Introduction to IBM Mobile Foundation was the thing to learn and it was kinda fun. What I did not know, you can ask IBM to alter the course schedule, just because you claim to be important. Somebody asked to do all the presentation stuff on one day and the labs the next day. This is pure hell. Sitting through 7 hours of presentation isn’t something you want to happen to your worst enemy (no, the rumors are not true, I did not fall asleep, but it was close). I don’t know who made our life a misery, but if it is the one I suspect, he wasn’t there half the time anyway, because he had such important phone calls all the time (don’t forget, if you die while serving your company, they just shove your dead carcass out of the building and somebody else takes your chair before it is cold. YOU ARE BY FAR NOT AS IMPORTANT AS YOU MIGHT THINK).
Back to mobile foundations. Do you know something about all that app stuff and how to use that around your company? No? Have a look at IBM Worklight, IBM Cast Iron and IBM Endpoint manager – together called „Mobile Foundation“.

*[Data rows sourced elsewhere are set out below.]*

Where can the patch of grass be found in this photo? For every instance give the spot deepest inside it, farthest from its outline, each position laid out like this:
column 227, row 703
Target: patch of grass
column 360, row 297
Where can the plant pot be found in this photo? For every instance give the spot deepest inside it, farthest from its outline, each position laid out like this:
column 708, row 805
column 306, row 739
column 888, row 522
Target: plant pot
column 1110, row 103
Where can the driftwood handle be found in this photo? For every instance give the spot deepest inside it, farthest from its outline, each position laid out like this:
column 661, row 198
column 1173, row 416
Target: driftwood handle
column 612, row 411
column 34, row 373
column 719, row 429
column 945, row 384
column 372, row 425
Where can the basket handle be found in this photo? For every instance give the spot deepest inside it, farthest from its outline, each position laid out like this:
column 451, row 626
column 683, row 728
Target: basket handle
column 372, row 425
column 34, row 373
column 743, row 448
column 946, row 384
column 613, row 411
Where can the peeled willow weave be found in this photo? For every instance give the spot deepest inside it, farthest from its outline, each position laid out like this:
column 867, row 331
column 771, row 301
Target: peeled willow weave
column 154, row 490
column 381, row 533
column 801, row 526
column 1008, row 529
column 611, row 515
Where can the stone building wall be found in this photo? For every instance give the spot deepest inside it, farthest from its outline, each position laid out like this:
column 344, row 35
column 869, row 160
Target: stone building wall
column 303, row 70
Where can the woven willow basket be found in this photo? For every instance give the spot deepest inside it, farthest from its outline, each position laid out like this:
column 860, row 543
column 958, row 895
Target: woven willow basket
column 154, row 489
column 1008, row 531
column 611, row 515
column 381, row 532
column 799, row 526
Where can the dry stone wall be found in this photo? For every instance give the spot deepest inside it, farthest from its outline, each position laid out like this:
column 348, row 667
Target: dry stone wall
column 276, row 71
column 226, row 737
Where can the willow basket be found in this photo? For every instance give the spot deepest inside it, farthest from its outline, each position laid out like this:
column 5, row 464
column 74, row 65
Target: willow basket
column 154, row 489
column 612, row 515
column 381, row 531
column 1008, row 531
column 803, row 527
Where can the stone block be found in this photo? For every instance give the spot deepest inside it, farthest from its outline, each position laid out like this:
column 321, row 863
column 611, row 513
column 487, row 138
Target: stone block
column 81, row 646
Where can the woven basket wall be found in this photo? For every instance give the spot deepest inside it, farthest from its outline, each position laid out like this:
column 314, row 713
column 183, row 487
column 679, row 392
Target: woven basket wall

Use it to develop mobile apps, manage devices and integration. As for me, I finally get the grips with mobile technology, which goes far beyond developing an app and throwing it to the app store. Especially since you want to minimize the cost of developing and managing a lot of different devices. IBM Worklight lets you develop an app once for several devices, with a few tweaks here and there, and helps you deploy and control updates. It’s based on Eclipse and you go through the usual hell, until you find all the bits and pieces. But for all of you out there doing Java Script, here is the tool you might want to look at to get into mobile development. Java and Objective-C are still a requirement, if you want to use some features of the devices, but Cordoba can at least help you there.
Cast Iron just connects everything to everything (their words, not mine). It isn’t a full featured ESB, but for apps with the lower workload, it is a nice and fast solution. Not that the Lab I did made a lot of sense to me, but it looks like that thing is selling like hot cake. Certainly because with Cast Iron it often takes just days connecting data sources, instead of month and even years in a ESB system.
The last part in the puzzle is Tivoli Endpoint Manager, which allows you to nicely manage all the aspects I can think of and probably a few more.
Again, those were two very interesting days. Looks like, IBM somehow found out, that training people for free could make sense and sometimes products are so special (or complicated), I need hands-on time to grasp the sense behind it.